When Steven Stamkos shut down his regular season on March 2 for surgery on a core muscle injury, it was one more in a series of setbacks for the electric Lightning sharpshooter. The season’s layoff allowed Stamkos to get back to full strength, and although he hurt himself again in a voluntary workout a few weeks ago, he will most likely be back in action soon.

This is a fortunate break for the Lightning, who’ll need their captain if they want to shrug off their past playoff ghosts and take advantage of this strange situation. The interplay between Stamkos and Lightning coach Jon Cooper has always felt slightly chilly, and it’s hard to know how either might react to a disappointing showing on the heels of last season’s Presidents’ Trophy campaign that ended in a first-round sweep by the Blue Jackets.

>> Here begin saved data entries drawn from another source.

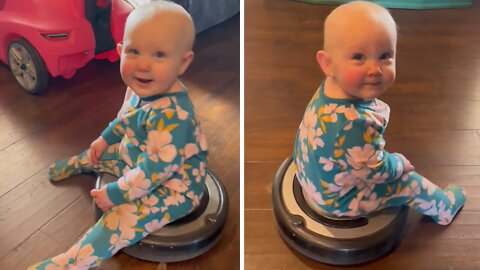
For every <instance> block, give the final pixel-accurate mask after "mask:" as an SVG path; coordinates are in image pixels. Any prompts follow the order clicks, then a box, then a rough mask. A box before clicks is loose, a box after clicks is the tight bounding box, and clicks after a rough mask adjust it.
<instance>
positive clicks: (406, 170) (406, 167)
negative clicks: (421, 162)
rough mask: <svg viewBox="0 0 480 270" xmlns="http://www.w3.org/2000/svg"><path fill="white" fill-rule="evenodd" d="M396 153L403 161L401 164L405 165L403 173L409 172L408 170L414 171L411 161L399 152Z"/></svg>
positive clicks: (414, 168) (400, 158)
mask: <svg viewBox="0 0 480 270" xmlns="http://www.w3.org/2000/svg"><path fill="white" fill-rule="evenodd" d="M396 154H397V155H398V157H400V159H401V160H402V161H403V164H404V165H405V170H404V172H403V173H409V172H413V171H415V167H413V165H412V163H410V161H409V160H408V159H407V158H406V157H405V156H403V155H402V154H399V153H396Z"/></svg>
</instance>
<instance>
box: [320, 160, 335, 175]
mask: <svg viewBox="0 0 480 270" xmlns="http://www.w3.org/2000/svg"><path fill="white" fill-rule="evenodd" d="M318 163H320V164H325V165H324V166H323V170H324V171H326V172H329V171H331V170H332V169H333V164H334V162H333V160H331V159H329V158H324V157H320V159H319V160H318Z"/></svg>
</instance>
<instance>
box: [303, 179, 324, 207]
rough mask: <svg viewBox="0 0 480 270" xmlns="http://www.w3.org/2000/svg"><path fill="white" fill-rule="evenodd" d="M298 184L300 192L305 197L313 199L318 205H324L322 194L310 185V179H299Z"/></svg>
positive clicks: (312, 184)
mask: <svg viewBox="0 0 480 270" xmlns="http://www.w3.org/2000/svg"><path fill="white" fill-rule="evenodd" d="M298 182H299V183H300V185H301V186H302V191H303V193H304V194H305V196H308V197H309V198H311V199H313V200H314V201H315V202H316V203H317V204H319V205H324V204H325V201H324V200H323V198H322V194H320V192H318V191H317V188H316V187H315V185H314V184H313V183H312V181H310V179H308V178H306V179H305V180H300V179H299V181H298Z"/></svg>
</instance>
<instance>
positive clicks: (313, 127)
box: [300, 107, 324, 150]
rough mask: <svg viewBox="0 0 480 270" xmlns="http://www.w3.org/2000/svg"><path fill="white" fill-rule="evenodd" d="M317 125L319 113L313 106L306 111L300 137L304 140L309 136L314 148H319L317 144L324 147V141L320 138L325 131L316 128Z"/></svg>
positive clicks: (309, 142)
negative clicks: (315, 111) (315, 110)
mask: <svg viewBox="0 0 480 270" xmlns="http://www.w3.org/2000/svg"><path fill="white" fill-rule="evenodd" d="M316 125H317V114H316V112H315V108H314V107H312V108H310V109H309V110H307V111H306V112H305V115H304V118H303V125H300V138H301V139H302V140H303V139H305V138H307V140H308V143H309V145H310V146H311V147H312V149H313V150H315V149H317V146H320V147H323V145H324V142H323V141H322V139H321V138H320V137H321V136H322V135H323V132H322V130H321V129H320V128H317V129H315V127H316Z"/></svg>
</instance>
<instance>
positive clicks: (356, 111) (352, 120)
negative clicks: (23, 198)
mask: <svg viewBox="0 0 480 270" xmlns="http://www.w3.org/2000/svg"><path fill="white" fill-rule="evenodd" d="M344 114H345V118H347V119H348V120H350V121H354V120H357V119H358V117H359V115H360V114H359V113H358V112H357V110H356V109H355V106H353V105H350V107H348V108H345V113H344Z"/></svg>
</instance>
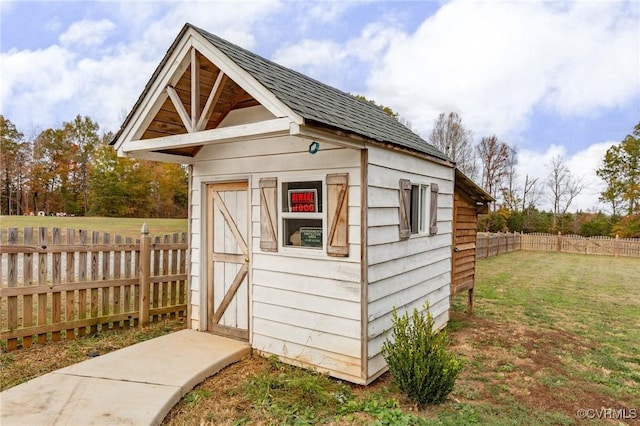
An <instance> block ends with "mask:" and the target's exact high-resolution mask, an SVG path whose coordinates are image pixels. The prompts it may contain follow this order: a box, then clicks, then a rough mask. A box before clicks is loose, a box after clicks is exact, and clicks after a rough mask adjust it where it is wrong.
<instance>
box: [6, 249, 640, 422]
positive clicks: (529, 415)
mask: <svg viewBox="0 0 640 426" xmlns="http://www.w3.org/2000/svg"><path fill="white" fill-rule="evenodd" d="M638 276H640V262H638V261H637V259H615V258H610V257H596V256H580V255H565V254H548V253H534V252H517V253H512V254H508V255H504V256H500V257H497V258H491V259H487V260H483V261H481V262H479V264H478V281H477V289H476V294H477V298H476V310H475V314H474V315H473V316H472V317H469V316H467V315H466V314H465V313H464V309H465V305H464V302H465V298H464V297H462V296H461V297H458V298H456V299H455V300H454V306H453V310H452V320H451V322H450V325H449V331H450V337H451V350H452V351H454V352H455V353H457V354H458V355H460V356H462V357H463V358H464V364H465V368H464V370H463V371H462V373H461V374H460V376H459V378H458V381H457V382H456V386H455V388H454V391H453V393H452V394H451V396H450V399H449V400H448V401H447V402H445V403H444V404H441V405H439V406H434V407H428V408H427V409H425V410H420V411H418V410H415V408H414V407H413V406H412V405H411V404H410V403H408V402H407V400H406V399H405V398H404V397H403V395H401V394H400V393H398V392H397V391H396V390H395V388H394V387H393V386H392V384H391V380H390V377H389V375H384V376H382V377H381V378H380V379H379V380H377V381H376V382H375V383H374V384H372V385H371V386H368V387H362V386H355V385H350V384H347V383H344V382H341V381H339V380H334V379H330V378H327V377H325V376H318V375H316V374H313V373H311V372H307V371H304V370H300V369H296V368H293V367H289V366H286V365H283V364H280V363H278V362H274V361H273V360H267V359H264V358H261V357H256V356H254V357H252V358H247V359H245V360H243V361H241V362H239V363H237V364H234V365H232V366H230V367H228V368H226V369H225V370H223V371H222V372H220V373H219V374H217V375H215V376H213V377H211V378H209V379H207V380H205V381H204V382H203V383H202V384H200V385H199V386H197V387H196V388H195V389H194V390H193V391H192V392H190V393H189V394H187V396H186V397H185V398H183V399H182V401H181V402H180V403H179V404H178V405H176V406H175V407H174V409H173V410H172V411H171V412H170V414H169V415H168V416H167V417H166V419H165V424H170V425H191V424H210V425H218V424H220V425H241V424H254V425H261V424H356V425H368V424H373V423H376V424H434V425H435V424H440V425H460V424H464V425H469V424H470V425H473V424H491V425H516V424H543V425H546V424H551V425H578V424H580V425H581V424H593V425H596V424H611V425H618V424H623V425H624V424H628V425H635V424H640V419H639V418H638V416H640V390H639V389H640V357H639V355H638V354H639V353H640V307H639V306H640V305H639V304H638V300H640V285H639V284H638V279H637V277H638ZM179 326H180V327H178V328H181V326H182V325H181V324H180V325H179ZM160 328H163V329H164V330H163V331H167V329H170V328H171V327H170V326H168V325H167V326H161V327H160ZM176 329H177V328H176ZM169 331H170V330H169ZM132 332H133V331H132ZM148 337H149V336H145V338H148ZM92 339H95V341H92V342H91V343H90V344H89V343H86V345H87V346H81V343H80V342H81V340H85V339H79V340H77V341H72V342H58V343H51V344H48V345H44V346H42V347H39V346H37V345H36V346H35V347H34V348H32V349H29V350H27V351H25V350H19V351H15V352H11V353H9V354H2V370H3V373H2V374H3V376H2V379H3V387H4V385H5V383H4V382H5V377H9V376H11V377H14V379H13V380H14V381H16V378H17V381H20V380H25V379H26V378H28V377H34V376H36V375H38V374H42V373H44V372H47V371H51V370H52V369H54V368H59V367H62V366H65V365H69V364H71V363H73V362H76V361H79V360H81V359H84V358H85V357H86V356H87V353H88V351H90V350H94V348H99V349H97V350H112V349H115V348H116V347H119V345H120V343H116V341H117V340H119V339H120V338H119V337H116V335H114V336H111V337H109V339H108V340H106V341H103V342H102V343H100V339H101V336H96V337H94V338H92ZM86 340H91V339H86ZM133 340H135V338H134V339H133ZM66 346H70V347H66ZM23 370H24V371H23ZM23 373H24V376H23V375H22V374H23ZM606 408H609V409H613V410H624V411H616V413H617V414H616V415H620V414H626V416H627V418H617V419H606V418H601V419H592V420H589V419H586V420H583V419H580V418H578V415H577V413H578V410H579V409H590V410H602V409H606ZM633 410H635V411H633ZM594 413H595V411H594ZM600 413H602V411H600ZM634 413H635V414H634ZM634 416H635V418H634Z"/></svg>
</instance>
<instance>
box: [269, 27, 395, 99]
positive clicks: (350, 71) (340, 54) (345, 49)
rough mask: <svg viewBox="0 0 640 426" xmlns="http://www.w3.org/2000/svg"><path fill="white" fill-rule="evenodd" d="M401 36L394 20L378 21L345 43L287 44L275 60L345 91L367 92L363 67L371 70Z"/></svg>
mask: <svg viewBox="0 0 640 426" xmlns="http://www.w3.org/2000/svg"><path fill="white" fill-rule="evenodd" d="M401 37H403V34H402V32H401V31H400V30H399V29H398V27H397V26H396V25H394V23H393V22H392V21H388V22H374V23H371V24H368V25H366V26H365V27H364V28H363V29H362V30H361V32H360V34H358V37H355V38H352V39H350V40H347V41H345V42H344V43H339V42H335V41H332V40H329V39H323V40H314V39H303V40H301V41H299V42H296V43H292V44H288V45H285V46H284V47H282V48H280V49H278V50H276V52H275V53H274V54H273V60H274V61H275V62H277V63H279V64H282V65H284V66H287V67H290V68H294V69H296V70H298V71H300V72H302V73H303V74H306V75H309V76H311V77H313V78H316V79H318V80H320V81H322V82H324V83H327V84H330V85H333V86H336V87H338V88H342V89H343V90H353V89H354V86H360V87H361V88H362V89H363V90H362V91H363V92H364V86H363V85H362V75H363V74H364V73H365V71H364V68H363V67H366V68H369V67H371V64H372V63H373V62H375V61H377V60H378V59H379V58H380V57H381V56H382V55H384V53H385V51H386V50H387V49H388V47H389V45H390V44H391V43H393V41H394V40H397V39H398V38H401ZM360 71H361V72H360ZM350 80H351V81H350ZM355 88H356V89H357V87H355Z"/></svg>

In Washington, the late-February acquisition of the talented but often underperforming Ilya Kovalchuk could yield fascinating results, with Kovalchuk—a pal of Alex Ovechkin, who is surely eager to pick up where he left off from the left circle—able to slot in as one more weapon on an offensively terrifying team.

It’s a younger cohort of players who may carve out truly memorable performances in this strange summer showcase, though. This includes Blue Jackets defenseman Seth Jones, whose return from injury comes at an opportune time, and the usual young guns on the Oilers and Leafs. Rangers goalie Igor Shesterkin took some starting time from Henrik Lundqvist this season; will he finish the year in net? And don’t forget about Quinn Hughes and Elias Pettersson in Vancouver, both of whom will be experiencing an NHL postseason for the first time and have very little to lose by going all out.

Better bubble: Sorry, Stammer: the answer here is West. In a coaches poll done by The Athletic, there was an overwhelming consensus answer to the question of: “Which star player has the ability to carry his team to the Stanley Cup?” No one got even half as many votes as the Colorado Avalanche’s Nathan MacKinnon, a respected player coming off three straight 90-plus-point seasons who nevertheless has flown as quietly under the radar as humanly possible. (Despite having played seven seasons in the NHL, he’s still only 24 years old.) Should the newly-healthy Avalanche live up to their true potential as contenders, it could establish a lasting reputation for MacKinnon as one of the league’s most important leaders.

Worst Dressed

Better bubble: I don’t even have to look into what sort of fashions are planned in Toronto; I’ve seen enough. (Bangs gavel with Minnesota Wild team logo on it.) Go West, you collared kings. Godspeed.